Empfehlung des Tages: Kenya Grace – Strangers
Seit PinkPantheress 2021 ihren Durchbruch hatte, sehen wir eine regelrechte Welle an spannenden Newcomerinnen, die es ihr gleich tun und nostalgische Jungle-Beats mit charmantem R&B-Gesang mischen. Dabei fährt fast niemand mit diesem Stil so erfolgreich wie Kenya Grace, die mit „Strangers“ gerade unsere For You Page dominiert.
Eine Erfolgsgeschichte wie im Bilderbuch
Kenya Grace wurde in Südafrika geboren und wuchs in der britischen Küstenstadt Southhampton auf. Hier wuchs sie mit den Soul-Platten ihrer Eltern auf – ein Einfluss, den man heute noch in ihrer Musik heraus hört.
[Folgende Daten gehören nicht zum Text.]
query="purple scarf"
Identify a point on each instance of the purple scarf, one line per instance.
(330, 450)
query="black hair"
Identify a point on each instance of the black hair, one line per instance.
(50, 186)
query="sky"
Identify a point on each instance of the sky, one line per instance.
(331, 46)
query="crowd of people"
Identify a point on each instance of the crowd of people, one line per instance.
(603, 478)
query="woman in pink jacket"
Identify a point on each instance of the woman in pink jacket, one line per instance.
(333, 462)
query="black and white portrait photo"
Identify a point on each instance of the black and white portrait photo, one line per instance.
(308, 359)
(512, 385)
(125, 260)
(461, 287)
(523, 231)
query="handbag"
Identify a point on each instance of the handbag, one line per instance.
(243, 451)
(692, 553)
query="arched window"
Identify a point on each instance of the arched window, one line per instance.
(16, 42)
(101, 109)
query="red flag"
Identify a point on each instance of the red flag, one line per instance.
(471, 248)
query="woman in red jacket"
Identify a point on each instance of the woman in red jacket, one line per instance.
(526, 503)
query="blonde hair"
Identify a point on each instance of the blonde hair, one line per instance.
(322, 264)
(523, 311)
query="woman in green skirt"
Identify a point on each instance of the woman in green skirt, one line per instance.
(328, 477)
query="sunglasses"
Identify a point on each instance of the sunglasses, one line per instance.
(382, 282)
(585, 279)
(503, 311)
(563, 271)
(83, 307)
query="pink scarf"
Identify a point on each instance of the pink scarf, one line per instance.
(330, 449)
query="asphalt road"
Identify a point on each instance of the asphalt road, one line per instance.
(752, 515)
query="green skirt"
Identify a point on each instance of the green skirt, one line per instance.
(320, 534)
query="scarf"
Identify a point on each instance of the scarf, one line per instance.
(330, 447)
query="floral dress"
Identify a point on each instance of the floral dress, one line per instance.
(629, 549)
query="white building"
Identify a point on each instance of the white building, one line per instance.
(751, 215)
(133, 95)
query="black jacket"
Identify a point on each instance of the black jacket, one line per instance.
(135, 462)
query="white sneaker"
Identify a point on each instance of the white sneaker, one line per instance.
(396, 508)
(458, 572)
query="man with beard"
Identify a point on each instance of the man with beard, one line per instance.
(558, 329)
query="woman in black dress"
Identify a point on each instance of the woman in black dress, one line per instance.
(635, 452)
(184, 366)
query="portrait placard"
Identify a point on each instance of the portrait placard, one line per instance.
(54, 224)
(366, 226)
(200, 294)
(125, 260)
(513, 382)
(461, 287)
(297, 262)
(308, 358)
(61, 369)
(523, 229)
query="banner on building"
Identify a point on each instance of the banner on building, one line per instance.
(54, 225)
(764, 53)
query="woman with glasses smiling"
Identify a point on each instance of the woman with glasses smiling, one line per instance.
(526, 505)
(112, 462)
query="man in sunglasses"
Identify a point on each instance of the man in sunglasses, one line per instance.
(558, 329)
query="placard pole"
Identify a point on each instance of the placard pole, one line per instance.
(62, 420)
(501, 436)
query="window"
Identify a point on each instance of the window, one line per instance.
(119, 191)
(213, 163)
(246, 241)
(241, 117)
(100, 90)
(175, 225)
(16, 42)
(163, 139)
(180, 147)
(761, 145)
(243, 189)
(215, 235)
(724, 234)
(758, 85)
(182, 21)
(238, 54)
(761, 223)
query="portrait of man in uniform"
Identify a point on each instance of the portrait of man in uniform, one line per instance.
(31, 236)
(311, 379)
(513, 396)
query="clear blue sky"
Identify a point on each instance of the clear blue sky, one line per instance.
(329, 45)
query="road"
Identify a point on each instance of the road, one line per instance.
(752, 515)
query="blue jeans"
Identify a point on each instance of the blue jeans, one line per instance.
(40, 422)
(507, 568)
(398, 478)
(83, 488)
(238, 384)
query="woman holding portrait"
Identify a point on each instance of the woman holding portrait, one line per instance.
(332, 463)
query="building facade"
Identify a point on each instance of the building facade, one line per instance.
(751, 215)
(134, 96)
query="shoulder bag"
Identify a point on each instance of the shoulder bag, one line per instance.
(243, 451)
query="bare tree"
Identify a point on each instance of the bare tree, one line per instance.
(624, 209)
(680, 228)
Schon als Kind nahm Kenya Gesangsunterricht und spielte Keyboard, später studierte sie dann an der Academy of Contemporary Music. Das Wissen, das sie sich hier angeeignet hat, nutzte sie kurz darauf, als die Pandemie über die Welt hereinbrach und das alltägliche Leben lahmlegte. Kenya Grace sang in Livestreams auf Instagram und gewann hier eine erste Fan-Community für sich, die begeistert reagiert, als die Newcomerin dann schließlich endlich eigene Songs veröffentlichte.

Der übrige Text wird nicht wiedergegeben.